In commemoration of the forty-fifth anniversary of Elvis Presley’s passing, I’ve got my hands on a totally exclusive titbit: an extract from Tom Doyle’s forthcoming Running Up That Hill: 50 Visions of Kate Bush. It’s a fragmentary guide to the maverick musical genius based around their conversations, and which is set to be published in October 2022 by Nine Eight Books.
With Tom a former Q and MOJO magazine colleague and author of well regarded biographies on Billy Mackenzie, Elton John and Paul McCartney I just knew this one would be worth asking for. This is the passage about Bush’s 2005 comeback 45 King Of The Mountain, about you-know-who, wondering if he‘s still alive and “looking like a happy man.” Hot dawg.
For Aerial, Bush reassembled familiar cast members from her previous albums: drummer Stuart Elliott, who by this stage had played on every one of her records since The Kick Inside (‘He’s a bit like my lucky mascot now,’ she said), her brother Paddy on backing vocals, Del Palmer engineering and playing bass, Danny McIntosh providing guitar parts.
There were some new faces – Lol Creme (10cc/Godley & Creme) sang with her on ‘π’ and ‘Nocturn’, Gary Brooker (Procol Harum) played organ or sang on three tracks, including the duet chorus of ‘Somewhere in Between’. But nevertheless the core of her creative operation involved people long-known to her.
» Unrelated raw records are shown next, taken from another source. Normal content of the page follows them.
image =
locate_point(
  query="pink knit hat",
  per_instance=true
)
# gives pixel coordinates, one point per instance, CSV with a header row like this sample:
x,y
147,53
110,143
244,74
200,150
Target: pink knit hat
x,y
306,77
Aerial began with ‘King of the Mountain’, the first song Kate had written for the album. Its lyric explored the idea that Elvis Presley was alive and well and living in some remote, snowy, elevated location. More significantly, it was someone who’d had myths built around her, writing about another individual who’d had even greater myths built around him. It was essentially a song about fame.
‘There’s only three or four people who’ve been as famous as Elvis,’ Bush reckoned. ‘You’ve got Elvis, you’ve got Frank Sinatra . . . even Marilyn Monroe, I think it probably happened more after she died. But Sinatra and Elvis lived these lives that . . . I mean . . . I can’t imagine what it must have been like.
‘What a horrible nightmare. Particularly for somebody like Elvis. Because the impression I get was that he was fun-loving and just happened to be really gorgeous and sexy and talented. And I think, y’know, partly why people respond to him the way they do – and I really feel strongly about this – is that people [sense] an intention from somebody, whether it’s an actor or a singer. People felt that Elvis was a really genuinely sweet person and that’s why everybody loves him so much. Not that I know a great deal about Elvis, but I thought he was a very beautiful- looking man with a fantastic voice and this fun-loving quality where you see he’s up there kind of taking the piss out of himself.’
I said I’d recently re-watched Presley’s 1970 Vegas-era documentary, That’s the Way It Is, and it had struck me that it often must have been a real laugh being Elvis.
‘Well, I hope it was. What I see is somebody who was a sweetheart in the truest sense, just being eaten alive. To be as famous as he was . . . how could anybody survive that and still be a human being? I see him as being destroyed really by the fact that he was so famous. So I just love the idea of him being alive somewhere, away from all the people and the greed and the wanting to take him over.’